Wall Street is growing increasingly fearful that a contested presidential election with delayed results could cause stocks to tumble, but the market’s reaction to the Bush-Gore election in 2000 isn’t necessarily the best roadmap for what could happen this year, according to a recent note from DataTrek Research.
The last time presidential election results were held up was in 2000, when votes were so tight in Florida that a recount was initiated by the state.
The election wasn’t fully decided until a Supreme Court decision declared George W. Bush the winner five weeks after, during which the S&P 500 plunged nearly 10% by the end of November.
But that election uncertainty was only one headwind facing markets at the time, with the retreat in U.S. stocks actually starting before the election at the end of August, when a slew of tech companies began lowering earnings outlooks, DataTrek said.
The firm argues, “ultimately, concerns over tech profitability, interest rate hikes to combat inflation, and a slowing US economy were only compounded by the uncertain election outcome.”
The 2020 election, on the other hand, is a stark contrast because the U.S. economy is currently climbing its way out of a deep recession and earnings estimates continue to rise—as opposed to entering a bear market like in 2000, the report points out.
What makes this year different is that the election will happen amid an economic recovery—and the Federal Reserve has responded much faster this time around, pledging that it will keep interest rates low for the foreseeable future.
While DataTrek acknowledges that yes, election uncertainty could still contribute to short-term stock market volatility this year, “long-lasting and significant volatility usually stems from an economic shock as opposed to politically related issues.”
“All in all, yes a contested Trump versus Biden race could rattle the markets for some time, but as a compounding effect on current macroeconomic issues rather than a key driver of volatility,” DataTrek’s report said.
Many Wall Street experts have been warning for months of rising volatility around the election which could hit markets.
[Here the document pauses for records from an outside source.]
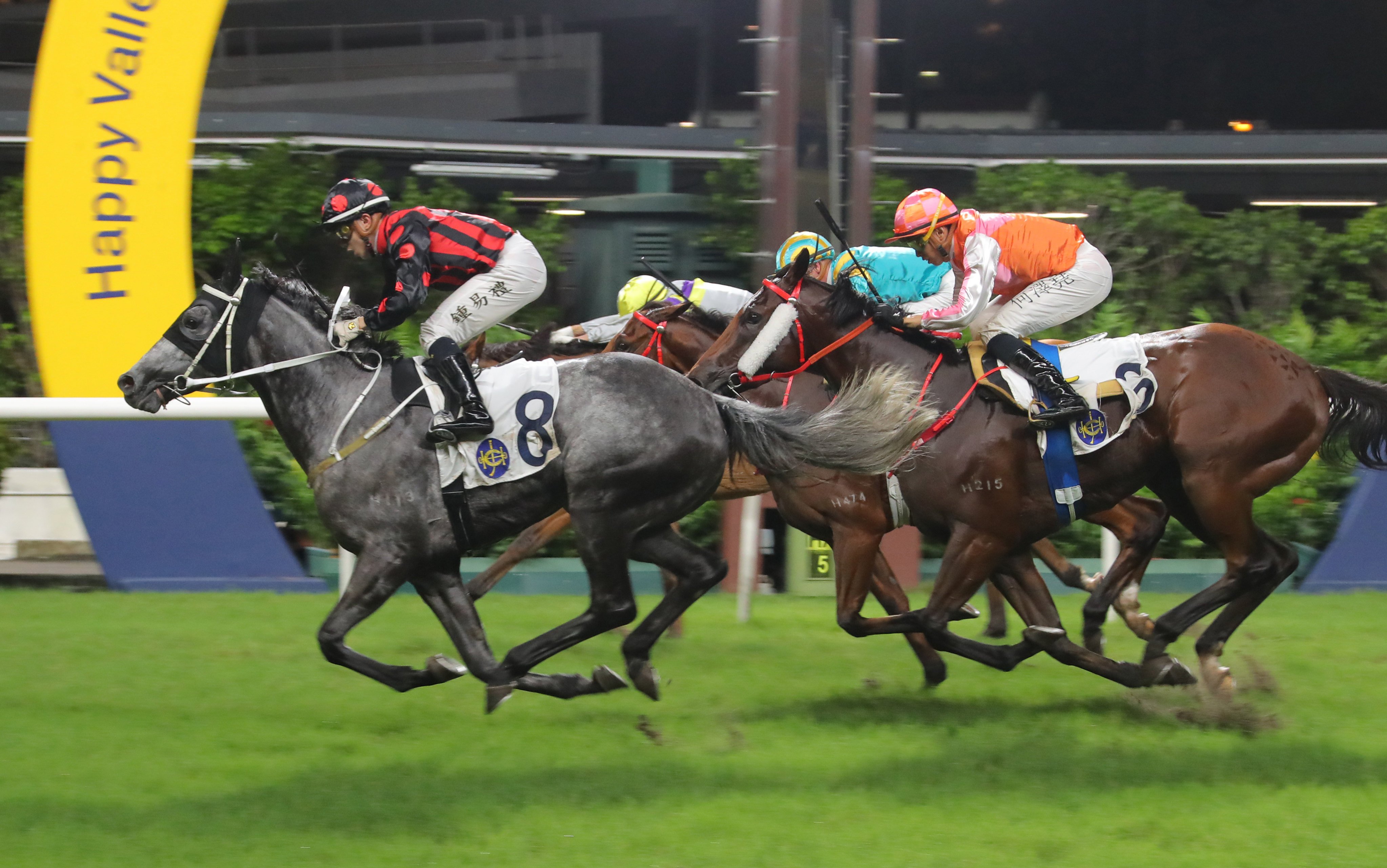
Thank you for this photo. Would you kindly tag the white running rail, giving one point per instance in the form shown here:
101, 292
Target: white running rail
55, 410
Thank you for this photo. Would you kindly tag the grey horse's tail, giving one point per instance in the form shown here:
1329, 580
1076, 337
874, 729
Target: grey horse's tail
867, 430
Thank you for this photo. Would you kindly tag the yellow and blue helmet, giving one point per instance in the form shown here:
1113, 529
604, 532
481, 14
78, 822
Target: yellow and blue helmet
816, 245
844, 265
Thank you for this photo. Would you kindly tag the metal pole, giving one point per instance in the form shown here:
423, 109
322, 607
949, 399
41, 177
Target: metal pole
863, 124
748, 545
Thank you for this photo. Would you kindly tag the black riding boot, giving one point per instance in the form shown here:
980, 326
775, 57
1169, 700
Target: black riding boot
472, 422
1066, 404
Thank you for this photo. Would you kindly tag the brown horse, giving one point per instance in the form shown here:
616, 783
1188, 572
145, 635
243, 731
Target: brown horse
1234, 416
680, 349
679, 340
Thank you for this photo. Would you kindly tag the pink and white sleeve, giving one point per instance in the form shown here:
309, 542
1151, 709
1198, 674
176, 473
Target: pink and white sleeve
945, 310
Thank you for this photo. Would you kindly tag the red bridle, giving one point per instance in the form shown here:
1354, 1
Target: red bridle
657, 342
800, 332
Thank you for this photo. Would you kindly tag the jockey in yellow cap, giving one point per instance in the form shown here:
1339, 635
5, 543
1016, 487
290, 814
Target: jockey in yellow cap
644, 290
1014, 275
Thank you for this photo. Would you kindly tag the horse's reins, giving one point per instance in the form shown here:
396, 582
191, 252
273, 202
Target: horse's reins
939, 425
185, 383
792, 298
657, 342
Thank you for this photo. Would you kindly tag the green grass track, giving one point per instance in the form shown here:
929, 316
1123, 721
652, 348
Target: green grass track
207, 731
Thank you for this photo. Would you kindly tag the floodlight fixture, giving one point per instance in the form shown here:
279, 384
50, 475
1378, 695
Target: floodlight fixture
483, 170
1314, 203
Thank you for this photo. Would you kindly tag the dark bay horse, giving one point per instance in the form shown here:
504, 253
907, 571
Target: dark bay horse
680, 337
676, 337
1234, 416
626, 472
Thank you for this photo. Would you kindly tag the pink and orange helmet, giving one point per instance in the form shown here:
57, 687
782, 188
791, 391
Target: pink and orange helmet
920, 213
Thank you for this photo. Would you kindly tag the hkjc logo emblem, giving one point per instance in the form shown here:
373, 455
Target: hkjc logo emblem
1092, 430
493, 458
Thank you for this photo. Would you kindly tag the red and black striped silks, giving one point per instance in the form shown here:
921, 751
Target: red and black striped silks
432, 249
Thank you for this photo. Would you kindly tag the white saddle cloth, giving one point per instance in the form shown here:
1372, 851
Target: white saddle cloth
1096, 360
521, 397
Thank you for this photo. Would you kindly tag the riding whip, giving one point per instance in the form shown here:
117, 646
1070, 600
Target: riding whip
838, 233
661, 276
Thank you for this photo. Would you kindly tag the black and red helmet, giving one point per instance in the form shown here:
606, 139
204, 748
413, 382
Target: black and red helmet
353, 198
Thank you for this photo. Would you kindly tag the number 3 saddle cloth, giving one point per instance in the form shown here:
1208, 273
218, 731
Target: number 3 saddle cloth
1099, 368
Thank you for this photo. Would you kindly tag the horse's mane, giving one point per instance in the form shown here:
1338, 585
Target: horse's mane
848, 307
306, 302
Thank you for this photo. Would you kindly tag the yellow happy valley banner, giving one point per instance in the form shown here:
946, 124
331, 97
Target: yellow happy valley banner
109, 184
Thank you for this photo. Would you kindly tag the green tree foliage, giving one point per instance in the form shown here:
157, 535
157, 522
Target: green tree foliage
734, 222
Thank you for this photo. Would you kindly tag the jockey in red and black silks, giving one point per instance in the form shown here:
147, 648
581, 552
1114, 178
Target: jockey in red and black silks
490, 270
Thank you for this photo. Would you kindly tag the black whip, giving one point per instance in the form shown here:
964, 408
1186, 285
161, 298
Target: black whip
838, 233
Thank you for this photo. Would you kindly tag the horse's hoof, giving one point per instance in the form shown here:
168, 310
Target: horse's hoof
444, 669
497, 695
608, 680
1166, 670
1045, 637
1095, 641
645, 679
1217, 679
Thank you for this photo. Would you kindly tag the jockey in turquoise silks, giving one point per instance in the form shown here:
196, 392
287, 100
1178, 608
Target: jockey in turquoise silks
820, 253
899, 275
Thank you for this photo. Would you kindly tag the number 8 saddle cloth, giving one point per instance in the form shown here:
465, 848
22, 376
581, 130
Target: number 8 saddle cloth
1099, 368
521, 397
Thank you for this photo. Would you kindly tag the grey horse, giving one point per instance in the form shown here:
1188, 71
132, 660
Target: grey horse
640, 448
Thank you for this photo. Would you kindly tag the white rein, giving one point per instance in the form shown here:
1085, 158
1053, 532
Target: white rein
185, 382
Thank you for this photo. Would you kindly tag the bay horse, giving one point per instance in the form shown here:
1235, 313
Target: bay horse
1234, 415
626, 472
679, 336
679, 349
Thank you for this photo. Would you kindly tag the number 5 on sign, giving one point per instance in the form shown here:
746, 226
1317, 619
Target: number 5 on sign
820, 559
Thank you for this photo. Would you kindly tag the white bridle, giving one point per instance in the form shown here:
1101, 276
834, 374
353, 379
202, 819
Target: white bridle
185, 383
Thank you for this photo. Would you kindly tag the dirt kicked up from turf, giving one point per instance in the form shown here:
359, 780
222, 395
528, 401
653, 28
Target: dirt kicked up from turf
206, 730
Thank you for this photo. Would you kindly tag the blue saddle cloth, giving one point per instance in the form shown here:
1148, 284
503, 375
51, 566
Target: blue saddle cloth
1060, 468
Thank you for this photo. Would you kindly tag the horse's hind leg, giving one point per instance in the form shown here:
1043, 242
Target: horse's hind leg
530, 541
372, 583
1138, 523
892, 598
697, 572
1027, 593
996, 613
604, 545
1222, 514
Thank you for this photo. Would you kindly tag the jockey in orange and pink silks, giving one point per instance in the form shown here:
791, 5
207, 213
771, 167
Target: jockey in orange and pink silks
1014, 275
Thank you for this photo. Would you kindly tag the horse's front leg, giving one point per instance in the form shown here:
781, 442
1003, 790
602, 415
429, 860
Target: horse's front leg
372, 583
1028, 595
1138, 523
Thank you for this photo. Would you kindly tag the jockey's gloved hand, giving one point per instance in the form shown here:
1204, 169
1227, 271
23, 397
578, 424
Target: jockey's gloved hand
349, 329
890, 315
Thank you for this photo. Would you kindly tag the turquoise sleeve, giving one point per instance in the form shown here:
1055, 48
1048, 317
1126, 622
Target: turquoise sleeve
898, 274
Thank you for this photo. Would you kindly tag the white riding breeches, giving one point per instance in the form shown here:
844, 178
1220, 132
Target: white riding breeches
483, 302
1051, 300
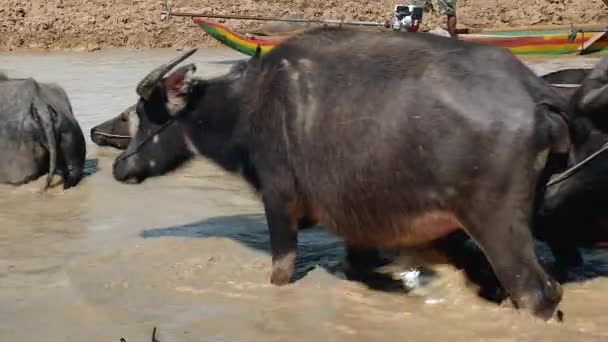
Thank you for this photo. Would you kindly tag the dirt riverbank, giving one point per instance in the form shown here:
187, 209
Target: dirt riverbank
83, 25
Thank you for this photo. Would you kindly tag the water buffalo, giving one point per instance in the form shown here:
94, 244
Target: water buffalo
388, 140
38, 133
573, 212
116, 132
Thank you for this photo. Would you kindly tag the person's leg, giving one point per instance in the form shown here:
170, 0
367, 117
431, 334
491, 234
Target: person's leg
452, 25
448, 7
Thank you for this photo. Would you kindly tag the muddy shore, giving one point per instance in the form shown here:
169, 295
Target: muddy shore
88, 25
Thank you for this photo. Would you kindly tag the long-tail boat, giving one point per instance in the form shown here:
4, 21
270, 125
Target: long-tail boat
552, 40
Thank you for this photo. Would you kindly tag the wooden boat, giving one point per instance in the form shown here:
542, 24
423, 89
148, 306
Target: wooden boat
530, 41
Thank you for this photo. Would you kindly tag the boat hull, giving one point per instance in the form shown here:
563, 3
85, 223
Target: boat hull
522, 42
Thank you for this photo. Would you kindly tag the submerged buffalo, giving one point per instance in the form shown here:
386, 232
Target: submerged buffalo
388, 140
573, 214
38, 133
116, 132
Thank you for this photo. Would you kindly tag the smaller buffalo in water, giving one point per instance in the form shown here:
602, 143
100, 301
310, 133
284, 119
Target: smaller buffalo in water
409, 139
38, 133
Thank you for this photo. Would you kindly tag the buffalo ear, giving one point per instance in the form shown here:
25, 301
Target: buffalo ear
177, 87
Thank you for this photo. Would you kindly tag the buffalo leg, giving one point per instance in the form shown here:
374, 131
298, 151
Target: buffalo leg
361, 265
283, 229
501, 229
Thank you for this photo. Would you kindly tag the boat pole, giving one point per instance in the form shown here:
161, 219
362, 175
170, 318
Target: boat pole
167, 14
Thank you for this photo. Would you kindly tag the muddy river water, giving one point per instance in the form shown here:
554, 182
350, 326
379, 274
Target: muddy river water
188, 252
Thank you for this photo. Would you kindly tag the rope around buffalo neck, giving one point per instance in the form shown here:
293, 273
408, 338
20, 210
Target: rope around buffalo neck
569, 172
143, 142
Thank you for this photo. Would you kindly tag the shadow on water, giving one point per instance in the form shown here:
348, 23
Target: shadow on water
317, 247
91, 166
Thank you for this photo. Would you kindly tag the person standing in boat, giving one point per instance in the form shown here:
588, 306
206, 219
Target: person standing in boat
443, 7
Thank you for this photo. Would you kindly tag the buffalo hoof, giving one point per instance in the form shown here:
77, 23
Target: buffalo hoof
545, 303
283, 269
280, 277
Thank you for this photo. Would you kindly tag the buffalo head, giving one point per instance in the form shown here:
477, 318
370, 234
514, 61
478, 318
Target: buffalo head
157, 143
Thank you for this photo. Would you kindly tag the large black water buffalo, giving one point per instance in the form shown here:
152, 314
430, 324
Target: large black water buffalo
389, 140
573, 213
38, 133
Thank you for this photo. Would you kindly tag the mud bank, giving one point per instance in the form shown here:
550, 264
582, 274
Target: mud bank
86, 25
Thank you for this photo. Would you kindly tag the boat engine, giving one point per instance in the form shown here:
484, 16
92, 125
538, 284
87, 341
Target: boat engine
407, 18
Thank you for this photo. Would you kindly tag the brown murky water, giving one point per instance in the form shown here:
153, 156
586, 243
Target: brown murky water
188, 252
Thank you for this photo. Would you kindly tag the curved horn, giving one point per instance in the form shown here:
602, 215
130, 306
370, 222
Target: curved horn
146, 85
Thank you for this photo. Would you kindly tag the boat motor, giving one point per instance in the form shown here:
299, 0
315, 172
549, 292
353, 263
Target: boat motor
407, 18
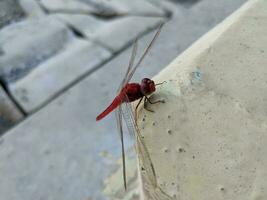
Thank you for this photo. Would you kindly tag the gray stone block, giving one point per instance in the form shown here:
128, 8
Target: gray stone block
57, 73
28, 43
122, 30
67, 6
10, 11
9, 113
126, 7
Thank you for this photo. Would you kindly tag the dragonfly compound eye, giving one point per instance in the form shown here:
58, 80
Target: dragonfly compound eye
147, 86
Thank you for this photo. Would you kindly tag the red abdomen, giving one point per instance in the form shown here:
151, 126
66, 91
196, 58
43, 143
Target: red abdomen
131, 90
115, 103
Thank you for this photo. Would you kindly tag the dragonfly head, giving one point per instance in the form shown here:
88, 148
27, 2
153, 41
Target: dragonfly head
147, 86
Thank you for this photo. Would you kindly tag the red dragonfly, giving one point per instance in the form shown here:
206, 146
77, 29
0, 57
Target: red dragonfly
129, 92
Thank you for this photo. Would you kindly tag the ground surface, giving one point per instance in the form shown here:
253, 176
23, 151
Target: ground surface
60, 65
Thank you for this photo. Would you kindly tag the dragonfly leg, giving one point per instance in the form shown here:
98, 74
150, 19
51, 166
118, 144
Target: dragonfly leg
149, 101
135, 112
158, 101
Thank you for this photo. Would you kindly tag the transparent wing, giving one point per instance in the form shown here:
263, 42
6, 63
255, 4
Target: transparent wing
118, 114
131, 62
131, 123
130, 74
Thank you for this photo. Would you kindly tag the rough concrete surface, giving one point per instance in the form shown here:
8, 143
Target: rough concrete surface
209, 140
59, 151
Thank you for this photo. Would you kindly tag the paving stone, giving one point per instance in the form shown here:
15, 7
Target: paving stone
63, 153
9, 113
55, 74
88, 25
128, 7
60, 153
67, 6
10, 10
122, 30
35, 40
31, 8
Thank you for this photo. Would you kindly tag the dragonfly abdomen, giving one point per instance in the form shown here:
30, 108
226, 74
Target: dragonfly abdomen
115, 103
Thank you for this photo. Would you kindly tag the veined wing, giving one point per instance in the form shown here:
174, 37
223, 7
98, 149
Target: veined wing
146, 162
131, 63
130, 74
118, 112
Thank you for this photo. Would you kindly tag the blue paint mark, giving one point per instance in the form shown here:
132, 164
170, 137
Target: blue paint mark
197, 75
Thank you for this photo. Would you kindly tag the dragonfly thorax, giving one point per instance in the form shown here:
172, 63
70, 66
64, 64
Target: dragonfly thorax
147, 86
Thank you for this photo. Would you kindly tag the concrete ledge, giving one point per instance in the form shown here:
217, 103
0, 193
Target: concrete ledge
208, 141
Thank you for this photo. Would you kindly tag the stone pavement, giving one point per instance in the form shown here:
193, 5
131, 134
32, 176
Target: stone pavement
60, 65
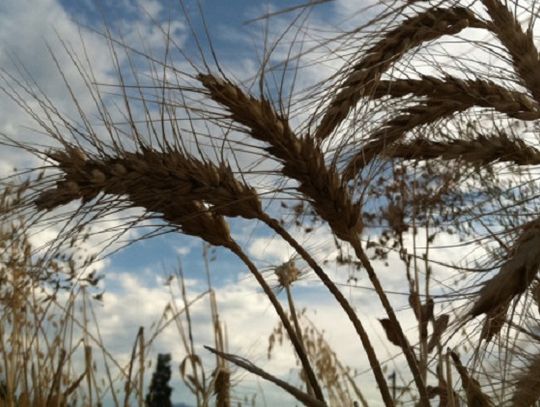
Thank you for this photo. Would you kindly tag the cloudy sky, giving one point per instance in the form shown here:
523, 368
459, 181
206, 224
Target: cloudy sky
32, 31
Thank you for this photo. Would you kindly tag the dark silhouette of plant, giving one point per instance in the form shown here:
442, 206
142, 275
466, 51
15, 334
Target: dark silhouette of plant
159, 393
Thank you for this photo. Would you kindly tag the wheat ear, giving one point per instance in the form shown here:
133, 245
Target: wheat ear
301, 157
160, 184
365, 74
515, 275
394, 129
481, 150
520, 45
304, 162
469, 92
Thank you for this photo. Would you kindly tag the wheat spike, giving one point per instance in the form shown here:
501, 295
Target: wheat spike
396, 128
148, 179
481, 150
365, 74
469, 92
519, 44
301, 157
516, 274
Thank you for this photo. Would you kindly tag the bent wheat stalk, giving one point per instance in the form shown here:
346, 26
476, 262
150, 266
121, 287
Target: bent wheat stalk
153, 181
477, 92
365, 74
481, 150
396, 128
515, 275
304, 162
520, 45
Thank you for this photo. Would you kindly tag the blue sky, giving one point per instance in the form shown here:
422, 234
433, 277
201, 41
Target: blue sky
133, 284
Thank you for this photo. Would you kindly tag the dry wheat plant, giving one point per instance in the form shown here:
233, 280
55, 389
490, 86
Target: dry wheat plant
422, 133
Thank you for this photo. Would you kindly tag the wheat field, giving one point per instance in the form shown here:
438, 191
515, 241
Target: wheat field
414, 160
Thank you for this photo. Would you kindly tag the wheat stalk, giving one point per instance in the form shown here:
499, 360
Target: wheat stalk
469, 92
301, 157
519, 44
394, 129
365, 74
515, 275
161, 183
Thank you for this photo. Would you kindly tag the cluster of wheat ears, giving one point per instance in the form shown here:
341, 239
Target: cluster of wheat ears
381, 147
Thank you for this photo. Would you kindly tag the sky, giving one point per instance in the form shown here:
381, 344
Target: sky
135, 293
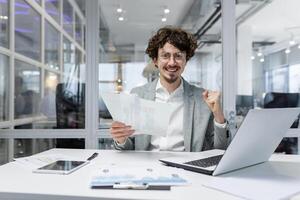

Several factors could lead to contested or delayed results in November, especially given the rise in mail-in ballots as the coronavirus pandemic keeps many people from voting in-person.
Goldman Sachs chief U.S. equity strategist David Kostin, for instance, has warned about the possibility of a similar scenario to 2000 happening again this year. Volatility around the election is “extremely high compared with prior cycles,” he said in a note earlier this summer. “Given the several-week delay in finalizing the results of the 2000 presidential election … the elevated volumes of mail-in ballots used in recent primary elections, and potential for increased mail in ballots this November, we see heightened risk that election-related volatility could extend beyond Election Day,” Kostin said.